Thin film solar panels are an extremely new development in the solar panel industry. The most salient feature of thin-film panels is that they are not always made of silicon. They can be made from a variety of materials including cadmium telluride (CdTe), amorphous silicon (a-Si), and copper indium gallium selenide (CIGS).

These solar cells are made by sandwiching the main material between thin sheets of conductive material with a layer of glass on top for protection. Although the a-Si panels use silicon, they use non-crystalline silicon and are also covered with glass.

As the name suggests, thin-layer panels are easy to recognize by their thin appearance. These panels are about 350 times thinner than those using silicon wafers. But thin-film frames can sometimes be large, and that can compare the appearance of the entire solar system to that of a mono- or polycrystalline system. Thin-film cells can be black or blue, depending on the material.

Material Uses in Solar Cell

Solar cells are typically named after the semiconducting material they are made of. These materials must have certain characteristics in order to absorb sunlight.

  • Crystalline silicon
  • Amorphous Silicon (a-Si)
  • Copper-Indium Gallium Diselenide (CIGS)
  • Gallium arsenide thin film
  • Cadmium Telluride (CdTe)
  • Monocrystalline silicon
  • Epitaxial silicon development
  • Polycrystalline silicon
  • Ribbon silicon
  • Mono-like-multi silicon (MLM)

Advantages of Solar Cell

  • Renewable energy: The energy can be used to generate electricity as well as heat in the house, either through solar PV or solar thermal energy.
  • Economical Energy: Solar cells are a great way to save money on your electricity bill because you don’t pay for the energy you generate.
  • Environmentally friendly energy: There is almost no pollution with solar cells.

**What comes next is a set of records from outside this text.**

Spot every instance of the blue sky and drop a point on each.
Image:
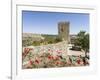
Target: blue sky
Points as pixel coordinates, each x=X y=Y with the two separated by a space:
x=47 y=22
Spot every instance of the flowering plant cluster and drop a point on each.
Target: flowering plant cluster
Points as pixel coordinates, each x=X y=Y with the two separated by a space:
x=48 y=60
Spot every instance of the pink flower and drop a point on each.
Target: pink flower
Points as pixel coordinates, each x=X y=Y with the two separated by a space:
x=37 y=61
x=30 y=62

Discharge of waste and pollution are inevitable in connection with the manufacture of solar cells.
  • Innovative energy: Photovoltaics is a popular topic in green energy and is considered a good solution for preventing climate change.
  • Infinite Energy: If you have the ability to draw energy from the sun’s rays, it is a source of energy that will never be depleted.
  • Long-term energy: PV systems often have a long service life and a good service life.
  • Selling energy: If your home has solar panels, it is often easier to sell the property at a higher price.

Disadvantages of solar cell

  • Interior needs: Not all households that meet their requirements and can get the most out of their solar cells.
  • High investment requires: The installation costs for solar modules are relatively high.
  • Seasonal energy: Compared to other types of renewable energies, the solar power plant is highly seasonal.
  • Difficult to install Solar panels in your home: It may be more difficult to install solar panels in older households as they often have different designs that can provide shade.

Use of Solar Cell

  • Solar cells are very useful in powering space vehicles such as satellites and telescopes.
  • It may be used to charge batteries.
  • Used in light meters.
  • It is used to power calculators and wristwatches.
  • It can be used in spacecraft to provide electrical energy.

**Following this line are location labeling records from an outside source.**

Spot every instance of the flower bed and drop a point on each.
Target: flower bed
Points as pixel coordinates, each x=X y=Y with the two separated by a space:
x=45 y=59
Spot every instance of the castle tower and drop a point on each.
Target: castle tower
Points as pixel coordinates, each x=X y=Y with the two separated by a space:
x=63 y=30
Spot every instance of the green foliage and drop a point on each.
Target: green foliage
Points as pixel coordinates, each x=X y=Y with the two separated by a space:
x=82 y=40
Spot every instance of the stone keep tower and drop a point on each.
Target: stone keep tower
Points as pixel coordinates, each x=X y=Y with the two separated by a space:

For more information read our article:

FAQs.

What is Solar Cell?

A solar cell, or photovoltaic cell, is an electrical device that converts the energy of light directly into electricity by the photovoltaic effect, which is a physical and chemical phenomenon. It is a form of photoelectric cell, defined as a device whose electrical characteristics, such as current, voltage, or resistance, vary when exposed to light.

What is the construction of a solar panel?

A solar cell is basically a junction diode, although its construction is a little bit different from conventional p-n junction diodes. A very thin layer of p-type semiconductor is grown on a relatively thicker n-type semiconductor. We then apply a few finer electrodes on the top of the p-type semiconductor layer.

How Do Solar Cell Work?

A solar cell is a sandwich of n-type silicon and p-type silicon. It generates electricity by using sunlight to make electrons hop across the junction between the different flavors of silicon: When sunlight shines on the cell, photons (light particles) bombard the upper surface.